Cities Are Not For Everyone


David Harvey's "The Right to The City"  digests that the city as such a large scale artificial product that sets the stage for life, generically,  and at its level of ubiquity serves as a controller of it... at least for many. It can be seen as an outcome of capitalism but, throughout history a product of excess.


My immediate thoughts go to equity and access; if not merely brought on by the assertion in the title of the article, it is probably the most topical. It seems familiar now that cities aren't for everybody, speaking of course, economically and financially. Though cities are often more liberal of thought and accepting of differences due to increased diversity, an obvious outcome of density there is a clear income bracket barrier. 

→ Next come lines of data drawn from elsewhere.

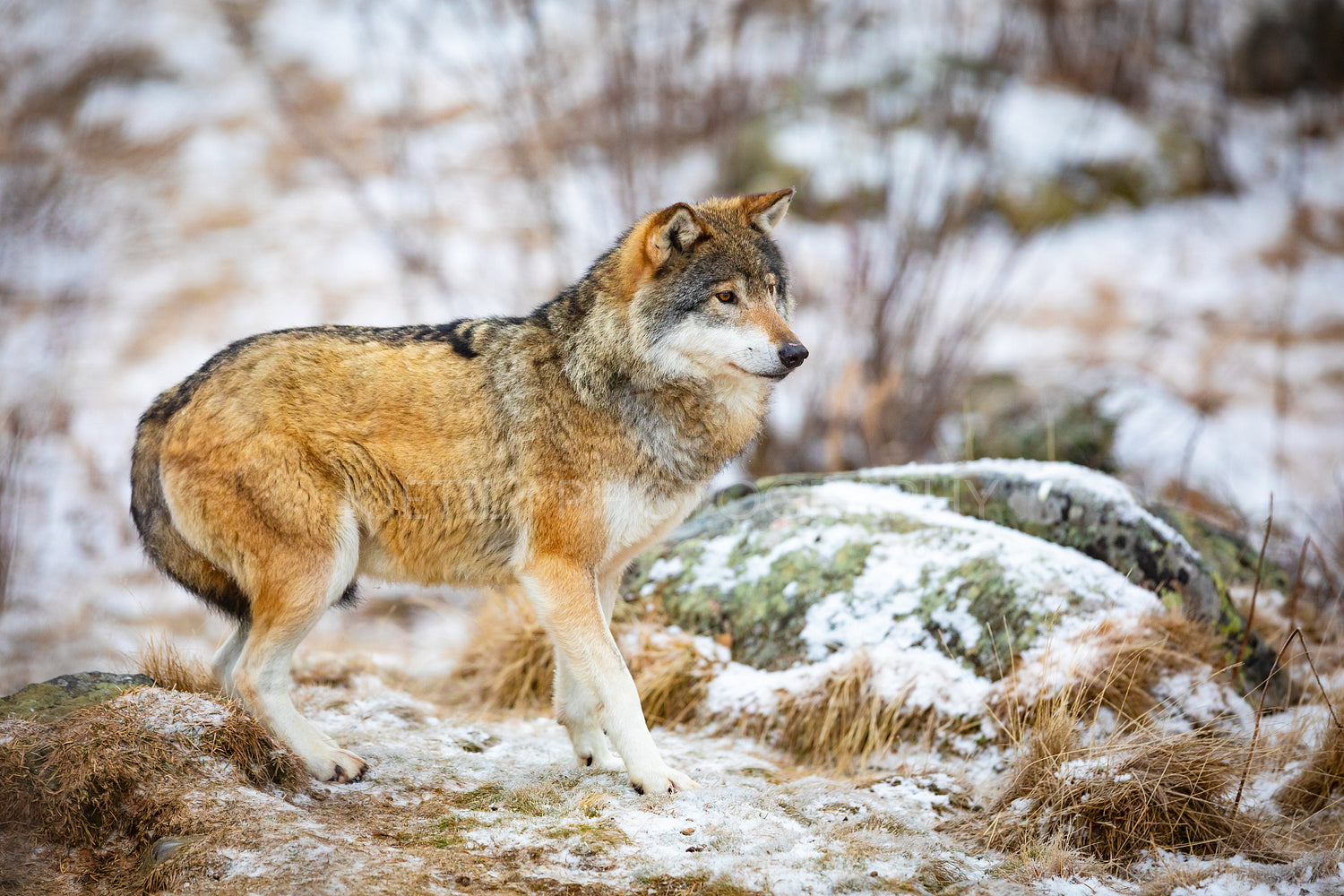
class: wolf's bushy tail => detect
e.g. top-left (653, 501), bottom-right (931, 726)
top-left (131, 387), bottom-right (252, 622)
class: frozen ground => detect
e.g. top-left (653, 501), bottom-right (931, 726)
top-left (0, 0), bottom-right (1344, 691)
top-left (15, 673), bottom-right (1344, 896)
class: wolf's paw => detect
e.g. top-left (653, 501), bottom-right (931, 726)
top-left (580, 754), bottom-right (625, 771)
top-left (631, 766), bottom-right (699, 794)
top-left (308, 750), bottom-right (368, 785)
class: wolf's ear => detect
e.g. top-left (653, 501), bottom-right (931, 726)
top-left (644, 202), bottom-right (706, 270)
top-left (741, 186), bottom-right (793, 234)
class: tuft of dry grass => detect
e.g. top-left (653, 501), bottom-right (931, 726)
top-left (991, 610), bottom-right (1222, 737)
top-left (136, 637), bottom-right (220, 694)
top-left (994, 831), bottom-right (1107, 884)
top-left (739, 654), bottom-right (978, 771)
top-left (984, 697), bottom-right (1266, 866)
top-left (628, 626), bottom-right (718, 727)
top-left (443, 591), bottom-right (717, 726)
top-left (444, 590), bottom-right (556, 711)
top-left (1274, 720), bottom-right (1344, 814)
top-left (0, 688), bottom-right (309, 881)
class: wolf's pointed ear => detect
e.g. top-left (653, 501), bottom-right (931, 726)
top-left (644, 202), bottom-right (706, 270)
top-left (741, 186), bottom-right (793, 234)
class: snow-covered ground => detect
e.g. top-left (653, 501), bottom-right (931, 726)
top-left (0, 21), bottom-right (1344, 896)
top-left (8, 672), bottom-right (1341, 896)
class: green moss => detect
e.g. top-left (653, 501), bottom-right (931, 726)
top-left (918, 557), bottom-right (1080, 680)
top-left (660, 538), bottom-right (874, 670)
top-left (546, 818), bottom-right (631, 855)
top-left (0, 672), bottom-right (153, 721)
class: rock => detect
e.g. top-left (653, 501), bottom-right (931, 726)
top-left (758, 460), bottom-right (1222, 622)
top-left (629, 465), bottom-right (1161, 680)
top-left (626, 461), bottom-right (1263, 754)
top-left (0, 672), bottom-right (155, 721)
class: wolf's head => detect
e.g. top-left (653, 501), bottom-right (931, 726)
top-left (617, 189), bottom-right (808, 380)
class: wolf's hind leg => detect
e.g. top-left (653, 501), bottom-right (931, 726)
top-left (233, 521), bottom-right (368, 783)
top-left (210, 622), bottom-right (252, 700)
top-left (556, 650), bottom-right (625, 771)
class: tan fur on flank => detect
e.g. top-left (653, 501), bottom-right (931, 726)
top-left (132, 189), bottom-right (806, 791)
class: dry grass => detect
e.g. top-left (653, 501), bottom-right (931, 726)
top-left (441, 590), bottom-right (556, 711)
top-left (994, 831), bottom-right (1107, 884)
top-left (991, 610), bottom-right (1223, 739)
top-left (0, 688), bottom-right (309, 892)
top-left (628, 626), bottom-right (717, 726)
top-left (1274, 720), bottom-right (1344, 814)
top-left (440, 591), bottom-right (715, 726)
top-left (984, 696), bottom-right (1271, 866)
top-left (738, 657), bottom-right (978, 772)
top-left (136, 637), bottom-right (220, 694)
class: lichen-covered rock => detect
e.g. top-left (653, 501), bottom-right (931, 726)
top-left (626, 462), bottom-right (1239, 748)
top-left (758, 460), bottom-right (1220, 621)
top-left (629, 479), bottom-right (1160, 693)
top-left (0, 672), bottom-right (155, 721)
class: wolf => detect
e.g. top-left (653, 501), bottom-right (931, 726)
top-left (131, 189), bottom-right (808, 793)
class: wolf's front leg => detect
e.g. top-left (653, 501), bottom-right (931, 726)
top-left (556, 651), bottom-right (625, 771)
top-left (521, 556), bottom-right (695, 794)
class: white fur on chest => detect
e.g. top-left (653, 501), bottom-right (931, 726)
top-left (604, 479), bottom-right (704, 556)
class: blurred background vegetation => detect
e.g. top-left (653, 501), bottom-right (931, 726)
top-left (0, 0), bottom-right (1344, 689)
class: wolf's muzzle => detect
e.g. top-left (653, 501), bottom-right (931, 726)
top-left (780, 342), bottom-right (808, 371)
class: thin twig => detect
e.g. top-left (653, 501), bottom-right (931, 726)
top-left (1233, 629), bottom-right (1344, 815)
top-left (1234, 492), bottom-right (1274, 676)
top-left (1288, 536), bottom-right (1312, 632)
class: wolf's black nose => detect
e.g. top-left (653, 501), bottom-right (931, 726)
top-left (780, 342), bottom-right (808, 371)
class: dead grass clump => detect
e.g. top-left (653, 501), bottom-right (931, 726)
top-left (986, 707), bottom-right (1265, 866)
top-left (445, 590), bottom-right (556, 711)
top-left (1274, 720), bottom-right (1344, 814)
top-left (0, 688), bottom-right (308, 848)
top-left (744, 656), bottom-right (960, 771)
top-left (136, 637), bottom-right (220, 694)
top-left (991, 610), bottom-right (1222, 737)
top-left (628, 626), bottom-right (718, 727)
top-left (994, 831), bottom-right (1107, 884)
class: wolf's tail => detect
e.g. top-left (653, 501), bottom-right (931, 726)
top-left (131, 387), bottom-right (252, 622)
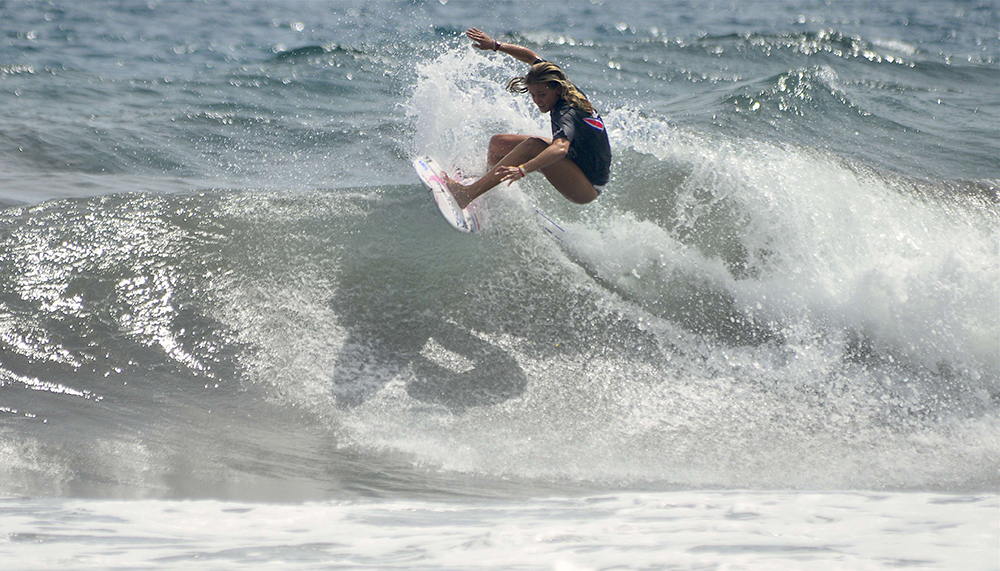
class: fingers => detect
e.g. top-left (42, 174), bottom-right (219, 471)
top-left (465, 28), bottom-right (493, 50)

I think now more than ever, our class is thinking in terms of financial stability and trajectory as we begin to close in on graduation and have to consider career and life decisions. As an anecdote, my brother has been trying to get me to move to Boston (where he lives), where the average rent is $2,850 (depending on where you look). You would think that graduating from a decent institution with a master's degree in a growing field, where we enter a job market with essential technical skills and knowledge, would allow us to move anywhere we want, but this is not the case. Anyone graduating from our program clearly has some sort of privilege to even be getting a master's degree. Yet, moving to many cities would be a difficult or poor financial decision. Therefore maybe a complaint from a place of privilege helps portray the scale of the issue. Cities are not for everyone.